Euphaeidae, sometimes incorrectly named Epallagidae and commonly called gossamerwings, is a family of damselflies in the odonate superfamily Calopterygoidea. The family is small, consisting of around 78 species living species in nine genera occurring in the Palearctic, Australasia, and Asia.  The family contains two subfamilies, Euphaeinae, encompassing all the living species and a single fossil genus, and the extinct Eodichromatinae, encompassing fossil genera from the Eocene to late Oligocene.
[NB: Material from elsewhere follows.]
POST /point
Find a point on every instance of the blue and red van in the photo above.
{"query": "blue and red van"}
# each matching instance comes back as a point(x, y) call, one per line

Euphaeid species are large and mostly metallic-coloured, looking similar to species of damselflies in the family Calopterygidae.

The larvae have seven pairs of supplementary gills along the abdomen in addition to the usual three sac-like gills at the tip of the abdomen. Adults have the fore- and hindwings of equal length, barely petiolate and a long pterostigma that is broader in the hindwing. Adults have close veins and numerous antenodals (15-38), and most breed in forest streams.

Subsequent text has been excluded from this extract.